We were covered in snow a few days ago, but two or three days above freezing have cleared it away completely. Today the temperature is 15 degrees and tomorrow it is forecast to rise to 17, although it will plunge back to 5 or so on Thursday.

We are off to Provence for a few days, so it is likely to be even higher than 17 where we are going.

Friday, December 3, 2010

I Can Still Read


I was talking to Bob Lim last night on Skype. He asked about my eyes. When I told him the latest he reminded me that I had not mentioned this on my blog and that people could be interested. He's right.

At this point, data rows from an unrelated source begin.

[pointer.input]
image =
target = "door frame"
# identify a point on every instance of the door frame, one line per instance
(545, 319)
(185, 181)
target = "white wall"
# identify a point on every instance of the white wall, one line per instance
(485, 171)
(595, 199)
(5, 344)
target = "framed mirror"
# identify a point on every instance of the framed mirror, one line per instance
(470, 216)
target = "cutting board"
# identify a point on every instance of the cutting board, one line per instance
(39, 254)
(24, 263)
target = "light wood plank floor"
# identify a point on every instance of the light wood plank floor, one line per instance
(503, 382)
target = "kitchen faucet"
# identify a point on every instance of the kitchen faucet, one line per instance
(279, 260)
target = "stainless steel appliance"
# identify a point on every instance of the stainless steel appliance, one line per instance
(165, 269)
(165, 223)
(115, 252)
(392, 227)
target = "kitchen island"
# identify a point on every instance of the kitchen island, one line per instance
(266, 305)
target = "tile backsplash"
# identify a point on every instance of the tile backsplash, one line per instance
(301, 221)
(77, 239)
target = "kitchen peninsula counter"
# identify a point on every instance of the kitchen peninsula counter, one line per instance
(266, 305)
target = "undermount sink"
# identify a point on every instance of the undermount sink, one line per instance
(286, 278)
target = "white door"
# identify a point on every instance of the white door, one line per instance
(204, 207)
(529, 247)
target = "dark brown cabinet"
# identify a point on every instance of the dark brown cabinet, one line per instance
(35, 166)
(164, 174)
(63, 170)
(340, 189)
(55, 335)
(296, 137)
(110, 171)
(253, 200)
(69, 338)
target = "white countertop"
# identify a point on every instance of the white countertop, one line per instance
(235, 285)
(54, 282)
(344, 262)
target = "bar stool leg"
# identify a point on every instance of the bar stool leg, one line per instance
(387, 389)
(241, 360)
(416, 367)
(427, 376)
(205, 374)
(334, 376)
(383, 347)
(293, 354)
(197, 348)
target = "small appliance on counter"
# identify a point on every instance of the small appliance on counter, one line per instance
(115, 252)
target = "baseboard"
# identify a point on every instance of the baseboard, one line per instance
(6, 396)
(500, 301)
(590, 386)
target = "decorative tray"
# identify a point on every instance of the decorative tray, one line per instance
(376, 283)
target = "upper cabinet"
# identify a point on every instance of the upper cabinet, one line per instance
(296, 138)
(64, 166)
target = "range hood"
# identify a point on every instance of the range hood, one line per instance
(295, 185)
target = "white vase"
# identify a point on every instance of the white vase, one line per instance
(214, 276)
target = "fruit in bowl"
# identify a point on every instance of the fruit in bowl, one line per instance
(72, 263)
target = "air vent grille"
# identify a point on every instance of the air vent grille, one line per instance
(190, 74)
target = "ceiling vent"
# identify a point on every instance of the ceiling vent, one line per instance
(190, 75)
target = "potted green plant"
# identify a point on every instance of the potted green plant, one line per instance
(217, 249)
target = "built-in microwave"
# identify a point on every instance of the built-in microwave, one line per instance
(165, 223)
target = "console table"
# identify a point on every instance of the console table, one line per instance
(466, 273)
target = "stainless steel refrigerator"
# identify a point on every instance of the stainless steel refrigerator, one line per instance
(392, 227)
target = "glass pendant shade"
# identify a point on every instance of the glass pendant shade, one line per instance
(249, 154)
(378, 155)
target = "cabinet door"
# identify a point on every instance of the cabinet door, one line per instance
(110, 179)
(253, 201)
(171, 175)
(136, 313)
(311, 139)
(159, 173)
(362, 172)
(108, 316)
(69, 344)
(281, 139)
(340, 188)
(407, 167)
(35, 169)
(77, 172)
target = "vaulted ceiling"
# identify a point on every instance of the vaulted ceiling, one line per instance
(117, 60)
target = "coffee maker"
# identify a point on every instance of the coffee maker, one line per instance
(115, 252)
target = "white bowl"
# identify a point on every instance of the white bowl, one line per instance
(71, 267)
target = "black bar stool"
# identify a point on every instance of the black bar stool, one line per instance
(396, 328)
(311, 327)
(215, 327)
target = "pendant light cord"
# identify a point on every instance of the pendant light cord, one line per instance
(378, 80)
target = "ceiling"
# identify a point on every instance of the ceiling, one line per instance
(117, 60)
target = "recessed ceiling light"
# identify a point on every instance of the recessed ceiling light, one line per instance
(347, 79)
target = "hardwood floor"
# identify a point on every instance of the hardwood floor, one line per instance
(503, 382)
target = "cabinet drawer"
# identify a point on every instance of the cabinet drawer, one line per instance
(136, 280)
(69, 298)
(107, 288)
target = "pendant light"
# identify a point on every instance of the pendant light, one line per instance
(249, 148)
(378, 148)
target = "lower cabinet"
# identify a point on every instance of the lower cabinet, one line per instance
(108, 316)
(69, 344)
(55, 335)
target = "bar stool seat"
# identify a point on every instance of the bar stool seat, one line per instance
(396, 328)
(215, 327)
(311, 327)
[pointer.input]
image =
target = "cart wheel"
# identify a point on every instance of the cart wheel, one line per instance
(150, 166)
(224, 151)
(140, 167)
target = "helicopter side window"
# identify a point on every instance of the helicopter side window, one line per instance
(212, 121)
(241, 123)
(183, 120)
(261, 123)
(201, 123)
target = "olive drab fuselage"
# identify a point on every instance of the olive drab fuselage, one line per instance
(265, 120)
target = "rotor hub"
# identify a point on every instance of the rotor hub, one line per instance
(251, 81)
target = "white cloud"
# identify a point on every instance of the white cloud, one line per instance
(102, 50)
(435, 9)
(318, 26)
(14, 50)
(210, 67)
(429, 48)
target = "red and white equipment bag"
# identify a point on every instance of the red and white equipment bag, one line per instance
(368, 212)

To remind you, last November I went along, I thought for a new pair of specs, only to find myself sent to the eye hospital for a diagnosis that I am in the process of completely losing my central vision. I will reach a stage where everything looks to me just as it does on the tv screen when they have blanked out faces to preserve anonymity. I will not be able to see faces and, appallingly, I will not be able to read. My eyes are pretty much well down this road due to a condition called pattern dystrophy. I have had the condition for a very long time and it is just now approaching a serious level. I mentioned it on my blog because there was a possibility that it could seriously affect the Big Walk - and in fact it did so because I could not read maps and my ability to walk on rough and uneven ground was severely compromised.

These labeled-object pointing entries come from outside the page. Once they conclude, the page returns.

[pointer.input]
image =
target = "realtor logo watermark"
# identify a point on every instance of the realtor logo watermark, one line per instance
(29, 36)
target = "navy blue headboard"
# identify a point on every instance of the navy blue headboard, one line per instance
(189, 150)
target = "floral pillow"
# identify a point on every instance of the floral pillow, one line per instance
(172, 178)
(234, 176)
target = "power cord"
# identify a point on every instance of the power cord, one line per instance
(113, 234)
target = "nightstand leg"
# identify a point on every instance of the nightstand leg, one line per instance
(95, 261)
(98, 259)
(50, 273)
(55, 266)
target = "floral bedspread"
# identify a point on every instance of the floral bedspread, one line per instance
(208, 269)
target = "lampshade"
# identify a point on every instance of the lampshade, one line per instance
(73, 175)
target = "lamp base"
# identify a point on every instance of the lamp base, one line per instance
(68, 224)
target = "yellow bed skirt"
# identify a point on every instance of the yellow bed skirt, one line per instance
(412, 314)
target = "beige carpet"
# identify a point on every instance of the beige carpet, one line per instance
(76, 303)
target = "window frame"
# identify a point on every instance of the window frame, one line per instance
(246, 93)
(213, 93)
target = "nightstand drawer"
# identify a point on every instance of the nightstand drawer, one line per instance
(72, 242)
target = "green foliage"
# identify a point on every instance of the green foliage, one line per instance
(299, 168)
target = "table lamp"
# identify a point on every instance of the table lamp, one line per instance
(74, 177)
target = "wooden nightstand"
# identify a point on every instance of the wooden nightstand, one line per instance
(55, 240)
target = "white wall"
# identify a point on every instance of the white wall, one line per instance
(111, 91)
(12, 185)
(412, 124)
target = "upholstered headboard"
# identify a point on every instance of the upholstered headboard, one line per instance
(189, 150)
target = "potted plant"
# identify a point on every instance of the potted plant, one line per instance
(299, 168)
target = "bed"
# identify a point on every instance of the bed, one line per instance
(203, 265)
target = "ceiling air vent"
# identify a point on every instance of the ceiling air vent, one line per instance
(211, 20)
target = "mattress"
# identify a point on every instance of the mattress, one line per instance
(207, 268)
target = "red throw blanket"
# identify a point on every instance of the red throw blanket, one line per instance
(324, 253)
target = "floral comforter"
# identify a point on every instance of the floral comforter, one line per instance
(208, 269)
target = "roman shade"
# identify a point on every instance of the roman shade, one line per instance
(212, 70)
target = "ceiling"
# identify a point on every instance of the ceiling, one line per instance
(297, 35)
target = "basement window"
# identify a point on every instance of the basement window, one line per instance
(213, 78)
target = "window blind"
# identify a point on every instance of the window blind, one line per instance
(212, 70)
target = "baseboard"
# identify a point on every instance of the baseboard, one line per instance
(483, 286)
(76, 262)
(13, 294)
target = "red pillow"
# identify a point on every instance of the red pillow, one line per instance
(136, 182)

I went for a checkup this November and found, to everyone's surprise, that there has been no measurable deterioration since last year, which is better than the best possible expected outcome. A year ago I was told that not only is there no treatment, but that the only thing which coould "possibly" slow down the rate of deterioration by "up to" 40% was the consumption of Omega 3 in quantity. Since then I have been taking some special Omega 3 eye tablets and also have retreated from being a strict vegetarian and have been consuming fish. This, or something, has done the trick, although I understand that I should not expect the problem to have stood still - it is just having a rest before resuming the onslaught.